Access Bank, one of Africa’s biggest banks, is close to finalizing a regulatory process to launch its first full banking service in Asia in the first quarter of 2024, the chief executive of its holding company told Semafor Africa.

The Asian bank plan is part of a wider global expansion target which includes a strategy to expand more deeply into Francophone Africa, build closer ties with North Africa, and across Europe where it already has wholesale banking operations in London and Paris, which opened in May.

Herbert Wigwe, chief executive of Access Holdings, parent company of Access Bank, said he and his team expect to receive approval from monetary authorities “by this side of Christmas.” Wigwe declined to confirm the country in which the bank would launch in order to avoid preempting local regulators, but he added: “We will definitely be in Asia by the first quarter of next year.”

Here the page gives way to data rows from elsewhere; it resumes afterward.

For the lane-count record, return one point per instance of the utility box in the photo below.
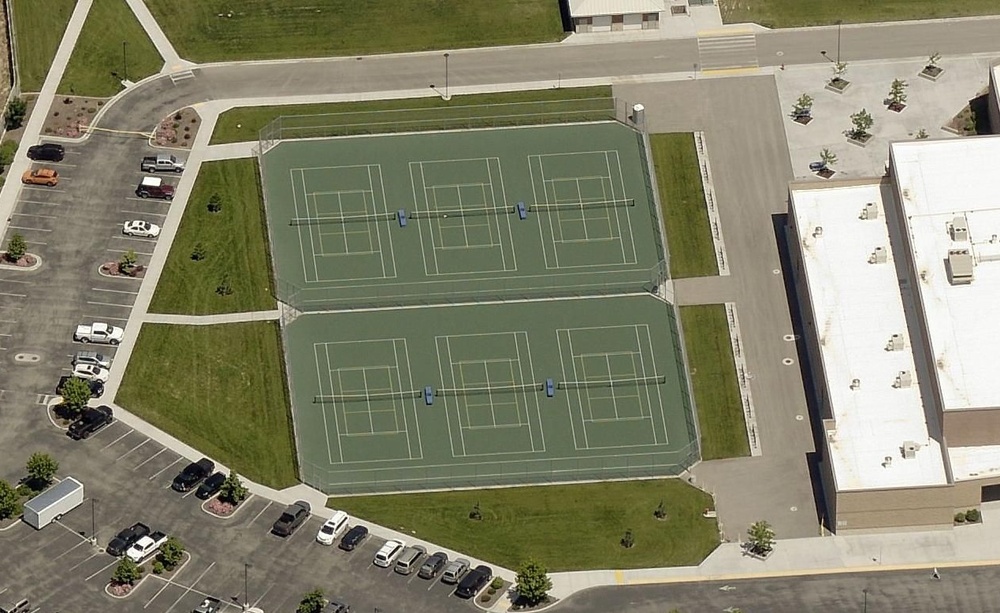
(53, 503)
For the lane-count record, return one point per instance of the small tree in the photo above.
(233, 491)
(10, 504)
(171, 553)
(312, 603)
(760, 538)
(863, 122)
(533, 583)
(16, 247)
(13, 117)
(127, 572)
(42, 468)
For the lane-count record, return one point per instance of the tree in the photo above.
(233, 491)
(16, 247)
(9, 501)
(533, 583)
(171, 553)
(76, 394)
(760, 538)
(312, 603)
(17, 108)
(41, 468)
(127, 572)
(863, 122)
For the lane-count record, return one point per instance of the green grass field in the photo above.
(565, 527)
(689, 235)
(219, 30)
(112, 39)
(38, 33)
(221, 389)
(713, 376)
(430, 113)
(795, 13)
(234, 242)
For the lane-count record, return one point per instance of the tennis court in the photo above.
(476, 308)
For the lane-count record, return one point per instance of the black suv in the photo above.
(193, 474)
(47, 152)
(91, 420)
(126, 538)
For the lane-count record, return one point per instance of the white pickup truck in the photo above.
(99, 332)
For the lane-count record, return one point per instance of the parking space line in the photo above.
(131, 430)
(132, 449)
(150, 458)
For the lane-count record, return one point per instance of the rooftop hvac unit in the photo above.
(870, 211)
(896, 343)
(903, 380)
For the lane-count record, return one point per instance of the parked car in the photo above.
(40, 176)
(353, 537)
(332, 528)
(47, 152)
(455, 570)
(474, 582)
(138, 227)
(193, 474)
(126, 538)
(388, 553)
(211, 486)
(293, 517)
(433, 565)
(90, 421)
(91, 372)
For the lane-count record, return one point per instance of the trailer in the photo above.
(53, 503)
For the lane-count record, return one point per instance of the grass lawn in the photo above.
(234, 241)
(414, 114)
(221, 389)
(98, 63)
(713, 376)
(38, 34)
(565, 527)
(794, 13)
(220, 30)
(682, 196)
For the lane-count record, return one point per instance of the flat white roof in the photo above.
(857, 309)
(940, 181)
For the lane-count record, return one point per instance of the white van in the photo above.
(334, 527)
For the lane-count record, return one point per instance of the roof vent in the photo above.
(870, 211)
(879, 256)
(896, 343)
(959, 229)
(903, 380)
(959, 266)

Access has used a wholesale banking model outside of Africa, which is a corporate to corporate approach rather than retail banking with individuals.

Wigwe and his team have built Access from a small Nigerian operator into the largest banking group in the country through an aggressive and ambitious acquisitive approach. The lender accounts for 16% of the banking system’s assets at the end of 2022, according to ratings agency Fitch.

It has also expanded rapidly across the continent over the last half decade. Most recently, it snapped up the banking operations of Standard Chartered in Angola, Cameroon, The Gambia, Sierra Leone, and Tanzania.

Access, which had 21.3 trillion naira ($26.5 billion) in total assets on its balance sheet at the end of September, has seen its share price double on the Lagos stock exchange since the start of the year to give it a market capitalization of around 614 billion naira ($762 billion).